The Trials of Tokenization Hoover David L. New York University, United States of America david.hoover@nyu.edu 2014-12-19T13:50:00Z Paul Arthur, University of Western Sidney
Locked Bag 1797 Penrith NSW 2751 Australia Paul Arthur

Converted from a Word document

Paper Long Paper Python tokenization word frequency lists programming punctuation natural language processing software design and development text analysis programming standards and interoperability English

The process of tokenizing texts is typically out of sight and almost out of mind—often handled invisibly by the analyst’s program or R script, and rarely described, discussed, or even mentioned. For ‘big data’, even if questions did arise about the nature of the word list produced, testing is not feasible. Furthermore, tokenizer accuracy is so critically affected by the state and nature of the texts that probably no general measure of accuracy or appropriateness is possible. Finally, built-in programming functions and libraries are all too often used uncritically with little realization that their output does not conform to the assumptions or expectations of the analyst. I suggest that we should pay a little more attention to the theory and practice of tokenization. 1

Consider a hypothetical case. Let’s say I want to analyze 5,000 novels, have access to the texts at HathiTrust, download 5,000 novels in plain text, and tokenize them. Below is part of a page from Elizabeth Gaskell’s Cranford, from HathiTrust (Gaskell, 1910 [1851], 107):

Figure 1. Cranford, Elizabeth Gaskell, from page 107.

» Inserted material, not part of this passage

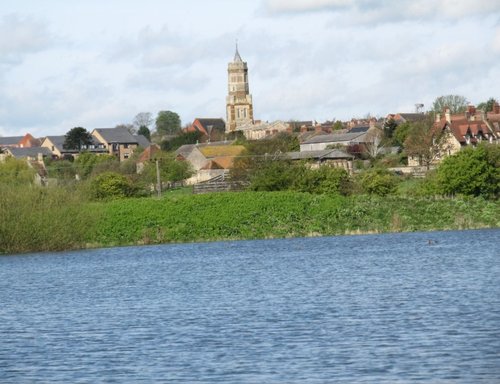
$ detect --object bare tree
[134,112,154,129]
[404,114,449,169]
[365,128,384,159]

A human reader would have little trouble tokenizing this passage, and it is not extremely problematic, though minor OCR problems exist (mainly spacing issues around single quotation marks / apostrophes and dashes, and the line-end hyphen). I tokenized this passage with The Intelligent Archive (2012), KWIC (Tsukamoto, 2004) WordSmith Tools (Scott, 2012), Voyant (Sinclair et al., 2012), and Stylo (Eder et al., 2014). 2 Even on this short text, the five programs identify three different numbers of types and two different numbers of tokens, largely because of the handling of single quotation marks. KWIC and WordSmith produce identical lists, as do Voyant and Stylo, but neither of these match The Intelligent Archive.

Now consider Charles Chesnutt’s The House Behind the Cedars (1900, 13), also from HathiTrust:

Figure 2. The House Behind the Cedars, Charles Chesnutt, from page 13.

The dialect in this passage is challenging even for human readers, and the OCR is more problematic. For example, the printed text (judging from the PDF) had spaced contractions, which explains ‘you 're’ in the fourth line from the bottom and the space in ‘lie 's’ in the first line, where the text reads “he 's.” This classic OCR problem occurs several times in this novel. And in the last line ‘you '11’ has both a space and an erroneous number 11 for the ‘ll’ (double el), another common OCR problem. Those analyzing big data usually rely on the insignificance of random error, but these and many other kinds of error are not random, and systematic error within one text, one author, one genre, or one collection could easily lead to thousands of inaccurate word frequency counts in this hypothetical study of 5,000 texts.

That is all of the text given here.